Resumo

The creation of NECI seeks to bring together a group of top-notch scholars with shared research interests. The main goal is to bring together within the Center researchers from the Center for Metropolitan Studies, along with professors from the Department of Political Science, the Department of Sociology, and the Institute of International Relations.

Three academic motivations are behind this initiative of proposing this Center creation:

(i) to create an interdisciplinary world-class research team capable of bringing together the theoretical contribution of different disciplines with a shared commitment to comparative analysis and strong ties to research institutions around the world.

(ii) to implement a broad research agenda aiming at handling several theoretical challenges associated to the fact that current performance of Brazilian democratic regime and socio development challenge mainstream interpretation of the country's future. Stable democracy, economic growth, inequality reduction, and a new role in the international scenario were hardly accepted by social science literature thus far. All these chances require innovative and comparative analysis;

(iii) to continuously strengthen the methodological skills of our member faculty, as well as to train a new generation of social scientists in the most advanced cutting-edge techniques available worldwide. At the level of student training, we seek to institutionalize existing training programs such as the IPSA Summer School on Concepts and Methods in Political Science and International Relations, deepen the reach of these programs to students from Brazil and the rest of world, and augment the quantity of couses offered to faculty and doctoral students alike.
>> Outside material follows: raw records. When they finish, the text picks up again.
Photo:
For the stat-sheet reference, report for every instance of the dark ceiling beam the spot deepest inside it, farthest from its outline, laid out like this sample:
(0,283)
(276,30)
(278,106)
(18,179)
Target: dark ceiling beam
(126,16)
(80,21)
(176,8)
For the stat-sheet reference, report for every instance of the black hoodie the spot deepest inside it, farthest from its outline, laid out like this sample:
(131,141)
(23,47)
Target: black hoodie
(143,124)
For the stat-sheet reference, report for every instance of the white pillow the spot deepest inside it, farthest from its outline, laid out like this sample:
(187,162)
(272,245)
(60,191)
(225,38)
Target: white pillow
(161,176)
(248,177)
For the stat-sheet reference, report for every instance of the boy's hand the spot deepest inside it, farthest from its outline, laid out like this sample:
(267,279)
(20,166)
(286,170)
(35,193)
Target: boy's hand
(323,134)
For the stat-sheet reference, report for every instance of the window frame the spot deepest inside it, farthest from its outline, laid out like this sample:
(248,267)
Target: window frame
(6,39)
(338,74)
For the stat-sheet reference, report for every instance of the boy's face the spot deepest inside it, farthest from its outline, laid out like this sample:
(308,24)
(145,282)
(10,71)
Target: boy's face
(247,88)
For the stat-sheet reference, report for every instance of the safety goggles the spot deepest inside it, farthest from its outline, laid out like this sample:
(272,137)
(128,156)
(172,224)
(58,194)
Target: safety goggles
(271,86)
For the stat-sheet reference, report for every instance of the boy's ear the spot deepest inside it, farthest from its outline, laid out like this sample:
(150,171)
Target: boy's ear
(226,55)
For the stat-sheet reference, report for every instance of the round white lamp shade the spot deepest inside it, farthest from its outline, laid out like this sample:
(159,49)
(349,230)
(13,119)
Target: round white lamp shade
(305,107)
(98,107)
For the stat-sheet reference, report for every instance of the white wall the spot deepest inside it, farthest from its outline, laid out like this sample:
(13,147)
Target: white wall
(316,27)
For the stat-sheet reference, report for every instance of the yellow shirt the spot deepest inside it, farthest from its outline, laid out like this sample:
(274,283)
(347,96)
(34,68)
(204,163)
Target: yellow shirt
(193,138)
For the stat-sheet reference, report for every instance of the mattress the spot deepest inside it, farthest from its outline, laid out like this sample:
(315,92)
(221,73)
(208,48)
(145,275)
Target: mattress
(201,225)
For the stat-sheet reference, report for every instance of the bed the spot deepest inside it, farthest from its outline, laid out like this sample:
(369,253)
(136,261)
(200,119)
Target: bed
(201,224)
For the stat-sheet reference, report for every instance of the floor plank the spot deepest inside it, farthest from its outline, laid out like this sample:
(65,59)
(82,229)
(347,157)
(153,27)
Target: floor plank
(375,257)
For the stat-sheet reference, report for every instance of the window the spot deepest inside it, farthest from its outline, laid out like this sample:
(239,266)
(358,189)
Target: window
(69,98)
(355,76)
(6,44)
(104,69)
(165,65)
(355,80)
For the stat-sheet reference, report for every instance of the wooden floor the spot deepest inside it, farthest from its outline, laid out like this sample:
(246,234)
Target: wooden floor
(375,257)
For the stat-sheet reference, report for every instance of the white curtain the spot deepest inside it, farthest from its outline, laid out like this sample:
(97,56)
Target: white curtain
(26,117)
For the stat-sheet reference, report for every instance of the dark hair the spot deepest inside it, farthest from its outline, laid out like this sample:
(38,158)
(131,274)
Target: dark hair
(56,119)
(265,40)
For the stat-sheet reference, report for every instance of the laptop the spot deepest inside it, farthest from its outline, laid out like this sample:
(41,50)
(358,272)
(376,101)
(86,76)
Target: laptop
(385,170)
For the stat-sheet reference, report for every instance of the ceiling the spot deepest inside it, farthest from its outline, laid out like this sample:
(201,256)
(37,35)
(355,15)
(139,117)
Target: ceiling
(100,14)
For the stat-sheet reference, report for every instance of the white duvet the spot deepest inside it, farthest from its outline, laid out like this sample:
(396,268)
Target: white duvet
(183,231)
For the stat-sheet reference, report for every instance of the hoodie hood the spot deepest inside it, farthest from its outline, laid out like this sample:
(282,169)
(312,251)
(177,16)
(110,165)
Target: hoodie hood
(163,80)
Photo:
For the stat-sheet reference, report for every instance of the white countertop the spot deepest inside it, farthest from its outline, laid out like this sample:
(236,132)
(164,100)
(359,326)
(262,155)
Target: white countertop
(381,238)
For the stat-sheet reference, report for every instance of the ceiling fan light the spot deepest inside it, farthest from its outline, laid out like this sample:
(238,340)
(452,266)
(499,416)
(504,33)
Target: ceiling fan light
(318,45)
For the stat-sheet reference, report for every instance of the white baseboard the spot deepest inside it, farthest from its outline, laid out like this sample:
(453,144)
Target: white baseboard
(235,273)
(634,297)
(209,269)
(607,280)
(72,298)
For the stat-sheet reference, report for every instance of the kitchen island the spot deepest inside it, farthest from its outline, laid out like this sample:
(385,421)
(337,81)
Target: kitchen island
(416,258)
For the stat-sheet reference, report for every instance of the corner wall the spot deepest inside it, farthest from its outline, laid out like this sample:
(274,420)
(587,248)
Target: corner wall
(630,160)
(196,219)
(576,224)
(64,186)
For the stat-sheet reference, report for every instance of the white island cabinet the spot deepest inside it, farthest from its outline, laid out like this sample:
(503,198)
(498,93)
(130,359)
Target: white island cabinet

We seek both to train a new generation and to create international networks of scholars who recognize the University of São Paulo as the premiere academic setting in Latin America for social science research.

The main center research subjects will be:

- the connections between recent Brazil transformation and the way social sciences usually treated these questions;

- electoral competition, democracy and the performance of Brazilian democracy;

- space structure, political/social conflicts, and public policies;

- federal state, place inequality and citizenship;

- federalism and trade policy;

- employment and labor markets;

- space production, urban poverty and urban governance;

- foundations of domestic/international South-South coalitions;

- interdependence and political cooperation in international organizations.